MONDAY, Feb. 6 (HealthDay News) -- Norovirus outbreaks are the leading cause of infection outbreaks in hospitals, particularly in the non-acute care setting, and often lead to unit closure, according to an article published in the February issue of the American Journal of Infection Control.
Emily Rhinehart, R.N., M.P.H., of Chartis Insurance in Atlanta, and colleagues conducted a two-part electronic survey of infection preventionists to determine the frequency of outbreak investigations in U.S. hospitals over a 24-month period as well as to collect information on specific investigations, including control measures.
A total of 882 responses were received, which provided data on 386 outbreaks in 289 hospitals throughout the United States. The researchers found that four organisms were responsible for nearly 60 percent of outbreaks. Noroviruses accounted for 18 percent of the outbreaks, Staphylococcus aureus for 17 percent, Acinetobacter spp for 14 percent, and Clostridium difficile for 10 percent. Norovirus outbreaks predominated in behavioral health and rehabilitation/long-term care facilities, while bacterial infections caused by the other three organisms were more likely to occur in medical and surgical units. In 22.6 percent of these outbreaks, the unit was closed, and norovirus infection was most often associated with closure.

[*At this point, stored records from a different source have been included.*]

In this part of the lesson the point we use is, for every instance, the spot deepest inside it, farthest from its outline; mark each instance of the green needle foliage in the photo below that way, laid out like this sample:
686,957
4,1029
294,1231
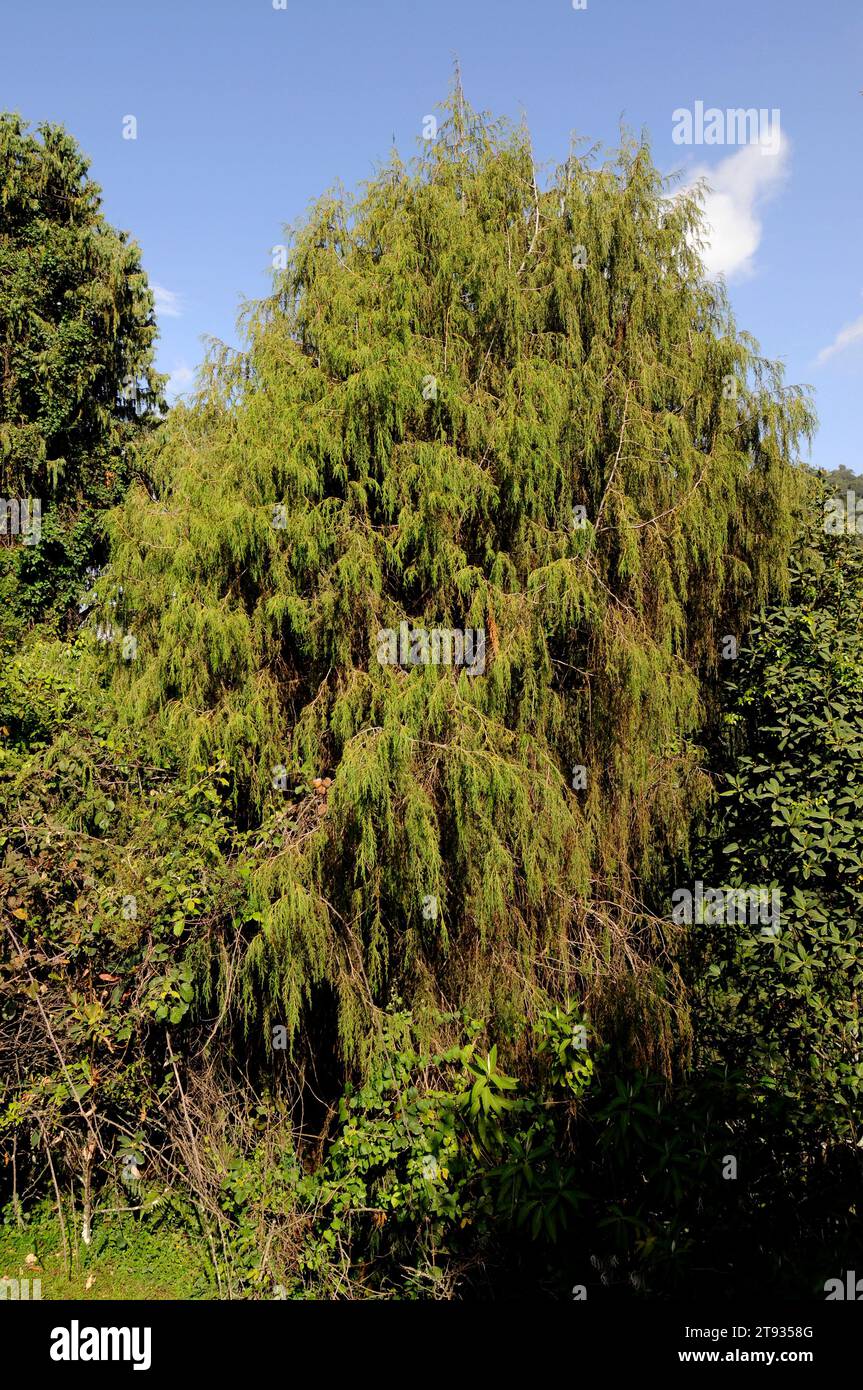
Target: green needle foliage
450,364
77,380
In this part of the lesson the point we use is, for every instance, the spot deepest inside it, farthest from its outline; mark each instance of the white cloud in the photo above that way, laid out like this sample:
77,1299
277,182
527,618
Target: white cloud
848,335
167,303
737,189
179,378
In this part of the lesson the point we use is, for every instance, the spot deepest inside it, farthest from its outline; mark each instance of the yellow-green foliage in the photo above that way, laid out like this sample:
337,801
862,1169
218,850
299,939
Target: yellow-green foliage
620,387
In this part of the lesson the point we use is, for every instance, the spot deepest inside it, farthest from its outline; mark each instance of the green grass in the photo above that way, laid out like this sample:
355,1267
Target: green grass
127,1260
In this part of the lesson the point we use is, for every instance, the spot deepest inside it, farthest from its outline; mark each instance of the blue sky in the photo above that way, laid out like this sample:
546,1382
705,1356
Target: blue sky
246,113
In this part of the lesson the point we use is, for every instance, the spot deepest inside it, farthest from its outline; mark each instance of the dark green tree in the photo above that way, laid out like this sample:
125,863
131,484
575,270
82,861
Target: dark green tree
474,403
77,380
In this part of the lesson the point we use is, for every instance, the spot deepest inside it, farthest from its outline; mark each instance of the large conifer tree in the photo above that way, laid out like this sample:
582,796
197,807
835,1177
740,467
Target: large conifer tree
474,401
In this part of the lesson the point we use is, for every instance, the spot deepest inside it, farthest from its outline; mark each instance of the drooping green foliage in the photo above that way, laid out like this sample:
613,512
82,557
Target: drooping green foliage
362,969
77,377
452,366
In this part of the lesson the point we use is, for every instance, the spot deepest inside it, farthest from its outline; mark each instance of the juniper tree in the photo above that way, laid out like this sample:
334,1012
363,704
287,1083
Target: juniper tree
77,378
475,399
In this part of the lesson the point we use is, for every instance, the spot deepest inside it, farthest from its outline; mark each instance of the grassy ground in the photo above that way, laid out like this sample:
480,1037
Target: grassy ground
127,1260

"It is clear that outbreaks of health care-associated infections occur with some frequency in hospitals as well as non-acute settings. Many are in intensive care units and other high-risk patient populations, but, given the frequency of norovirus as a cause of health care-associated outbreaks, our data and that of others demonstrate outbreaks may occur in rehabilitation units, long-term care acute units/hospitals, and skilled nursing facilities as well as in psychiatric/behavioral health residential settings," the authors write.